After he started forward she searched for neutral conversation. “That stuff you were saying before you took your bath. Was that some kind of Indian language?”
“Yep.” He hesitated a moment. “Cherokee.”
“It was?” Kat forgot any awkwardness and studied him curiously. “Are you part Cherokee?”
“Nope. But I grew up in Arkansas, right next door to the reservation in Oklahoma. I was like a grandson to an old medicine man. He adopted me.”
“Is that why Tri-State sent you down here?’Cause you’re interested in Cherokee stuff?”
He didn’t answer for a minute. “I know a lot about the Oklahoma Gallatins, yeah.”
Kat squirmed with excitement and craned her head so that she could gaze directly into his eyes. “You do? See, my cousins and I only know that our great-great-grandma lived here in Georgia.

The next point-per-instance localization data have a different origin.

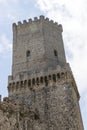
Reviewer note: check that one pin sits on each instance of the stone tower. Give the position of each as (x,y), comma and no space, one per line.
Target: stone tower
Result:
(42,79)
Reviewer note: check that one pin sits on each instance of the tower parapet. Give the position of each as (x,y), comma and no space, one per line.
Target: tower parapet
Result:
(41,78)
(38,20)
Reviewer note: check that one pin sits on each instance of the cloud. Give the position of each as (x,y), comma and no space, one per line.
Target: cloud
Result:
(72,16)
(5,45)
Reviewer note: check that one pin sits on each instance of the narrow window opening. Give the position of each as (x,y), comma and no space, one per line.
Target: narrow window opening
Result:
(55,53)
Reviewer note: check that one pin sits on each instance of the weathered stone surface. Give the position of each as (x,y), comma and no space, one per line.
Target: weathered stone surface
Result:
(42,91)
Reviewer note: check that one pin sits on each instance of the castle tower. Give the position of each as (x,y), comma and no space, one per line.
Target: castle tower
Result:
(41,77)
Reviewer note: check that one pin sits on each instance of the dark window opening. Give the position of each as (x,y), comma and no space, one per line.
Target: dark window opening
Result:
(28,53)
(55,53)
(36,116)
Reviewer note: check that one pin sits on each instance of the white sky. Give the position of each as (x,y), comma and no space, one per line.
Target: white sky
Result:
(71,14)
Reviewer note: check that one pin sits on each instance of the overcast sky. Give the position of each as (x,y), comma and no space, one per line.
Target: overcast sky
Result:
(71,14)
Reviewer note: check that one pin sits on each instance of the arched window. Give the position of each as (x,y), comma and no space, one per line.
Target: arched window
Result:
(55,53)
(28,53)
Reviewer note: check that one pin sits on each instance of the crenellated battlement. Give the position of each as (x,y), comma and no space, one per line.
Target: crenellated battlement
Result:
(38,20)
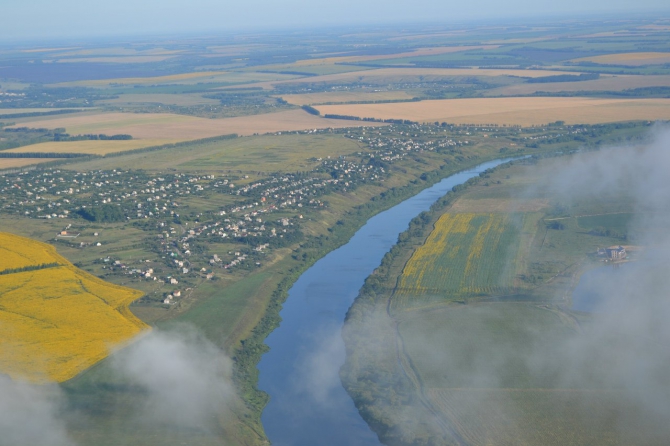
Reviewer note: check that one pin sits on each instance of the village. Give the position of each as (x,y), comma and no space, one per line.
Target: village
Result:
(247,215)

Granny was a Cherokee named Katlanicha Blue Song and Grandpa was a white gold miner named Justis Gallatin.”
She gripped Nathan’s shoulders. “You mean they ended up in Oklahoma? Like they went on the Trail of Tears or something? Have you ever heard of Holt Gallatin? He was their son and my great-grandfather. I think he was a bandit. That’s all anybody ever told me.
Overwhelmed by her torrent of words, Nathan stopped. His silver gaze held hers without flinching. Finally he sighed as if resigned and said, “I know about him. He killed two of my relatives.”